Double Star Permanent Magnet Synchronous Machine Losses Computation for Healthy Case and Under IGBT Short-Circuit Fault

Abed-Al-Kader Al-Asmar, Amina Bensalah, Ferhat Chabour, Georges Barakat, Yacine Amara

GREAH, France

This paper proposed the computation of the losses of a double star permanent magnet synchronous machine (DSPMSM) drive fed by two voltage source inverters in the healthy case and in an inverter switch (IGBT) short circuit fault case. This IGBT short-circuit fault is handled by short-circuiting the related star winding in order to allow a fault-tolerant operation of the machine. The machine performances are computed by finite element (FE) simulations for a large amount of operating points in the two cases.

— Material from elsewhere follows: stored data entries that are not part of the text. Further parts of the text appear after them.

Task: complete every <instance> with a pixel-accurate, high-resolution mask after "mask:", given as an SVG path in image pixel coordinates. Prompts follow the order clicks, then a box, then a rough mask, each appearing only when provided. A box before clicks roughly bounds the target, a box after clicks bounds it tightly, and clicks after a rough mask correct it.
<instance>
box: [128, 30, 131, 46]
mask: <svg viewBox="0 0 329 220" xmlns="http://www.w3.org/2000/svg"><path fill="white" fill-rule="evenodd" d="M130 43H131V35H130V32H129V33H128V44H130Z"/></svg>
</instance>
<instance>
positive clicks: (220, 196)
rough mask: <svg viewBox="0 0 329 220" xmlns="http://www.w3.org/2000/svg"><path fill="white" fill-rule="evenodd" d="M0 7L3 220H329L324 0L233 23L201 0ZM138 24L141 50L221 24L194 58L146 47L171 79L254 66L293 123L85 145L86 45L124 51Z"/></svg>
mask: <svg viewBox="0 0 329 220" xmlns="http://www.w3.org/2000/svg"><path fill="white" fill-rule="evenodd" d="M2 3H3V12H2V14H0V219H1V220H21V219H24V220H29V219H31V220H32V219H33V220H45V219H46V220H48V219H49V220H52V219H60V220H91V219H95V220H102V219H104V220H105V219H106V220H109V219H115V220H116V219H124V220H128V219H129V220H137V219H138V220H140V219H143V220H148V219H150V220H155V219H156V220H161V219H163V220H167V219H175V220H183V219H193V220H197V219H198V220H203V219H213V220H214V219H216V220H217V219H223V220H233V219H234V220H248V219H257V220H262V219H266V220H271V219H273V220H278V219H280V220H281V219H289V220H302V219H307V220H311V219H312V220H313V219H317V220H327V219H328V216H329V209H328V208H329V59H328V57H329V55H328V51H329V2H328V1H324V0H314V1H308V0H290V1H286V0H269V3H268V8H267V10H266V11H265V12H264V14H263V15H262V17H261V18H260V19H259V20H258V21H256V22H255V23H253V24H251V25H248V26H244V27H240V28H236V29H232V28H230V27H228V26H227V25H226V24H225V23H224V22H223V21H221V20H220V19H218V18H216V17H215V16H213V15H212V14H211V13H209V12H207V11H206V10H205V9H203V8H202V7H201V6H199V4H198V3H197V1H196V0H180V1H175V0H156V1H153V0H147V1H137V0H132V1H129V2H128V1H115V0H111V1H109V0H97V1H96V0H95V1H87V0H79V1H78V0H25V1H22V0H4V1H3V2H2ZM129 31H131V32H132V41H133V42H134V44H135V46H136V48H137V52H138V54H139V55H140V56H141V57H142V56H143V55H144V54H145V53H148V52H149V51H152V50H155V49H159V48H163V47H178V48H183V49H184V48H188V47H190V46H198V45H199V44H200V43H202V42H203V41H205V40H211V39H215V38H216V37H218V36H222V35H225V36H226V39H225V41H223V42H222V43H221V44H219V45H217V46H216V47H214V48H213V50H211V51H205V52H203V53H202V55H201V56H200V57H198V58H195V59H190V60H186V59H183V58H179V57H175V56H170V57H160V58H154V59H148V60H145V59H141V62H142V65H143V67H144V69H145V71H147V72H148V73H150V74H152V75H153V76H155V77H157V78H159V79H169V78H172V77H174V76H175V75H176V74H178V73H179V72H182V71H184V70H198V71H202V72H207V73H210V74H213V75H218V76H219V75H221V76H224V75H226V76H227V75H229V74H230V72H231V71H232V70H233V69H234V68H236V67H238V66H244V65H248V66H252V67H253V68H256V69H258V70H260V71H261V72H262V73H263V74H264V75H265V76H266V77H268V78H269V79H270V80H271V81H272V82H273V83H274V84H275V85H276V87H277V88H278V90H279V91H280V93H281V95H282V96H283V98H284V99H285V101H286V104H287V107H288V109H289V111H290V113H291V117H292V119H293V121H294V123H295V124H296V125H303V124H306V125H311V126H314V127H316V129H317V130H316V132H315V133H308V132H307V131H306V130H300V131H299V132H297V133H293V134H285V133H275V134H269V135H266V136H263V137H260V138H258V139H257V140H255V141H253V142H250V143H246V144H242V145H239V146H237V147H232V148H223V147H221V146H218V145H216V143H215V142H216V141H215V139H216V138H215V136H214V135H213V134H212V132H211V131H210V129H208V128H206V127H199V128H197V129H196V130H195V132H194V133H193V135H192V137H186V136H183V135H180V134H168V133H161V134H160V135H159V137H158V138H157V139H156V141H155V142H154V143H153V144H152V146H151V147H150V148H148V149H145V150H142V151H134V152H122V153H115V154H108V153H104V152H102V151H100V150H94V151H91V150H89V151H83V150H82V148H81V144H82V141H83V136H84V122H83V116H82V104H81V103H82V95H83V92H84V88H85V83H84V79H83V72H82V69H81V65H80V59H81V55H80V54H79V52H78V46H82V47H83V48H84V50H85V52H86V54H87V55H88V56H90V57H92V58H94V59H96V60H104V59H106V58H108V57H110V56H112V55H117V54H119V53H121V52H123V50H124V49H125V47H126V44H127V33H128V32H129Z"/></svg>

Particularly, these FE simulations allow the estimation of copper losses and iron losses thanks to a dynamic hysteresis model (LS model). The machine magnetic losses are then compared in the healthy case and in the IGBT short-circuit fault case. The results comparison helps to predict the machine thermal behavior and to evaluate its capability to tolerate this inverter switch short-circuit fault.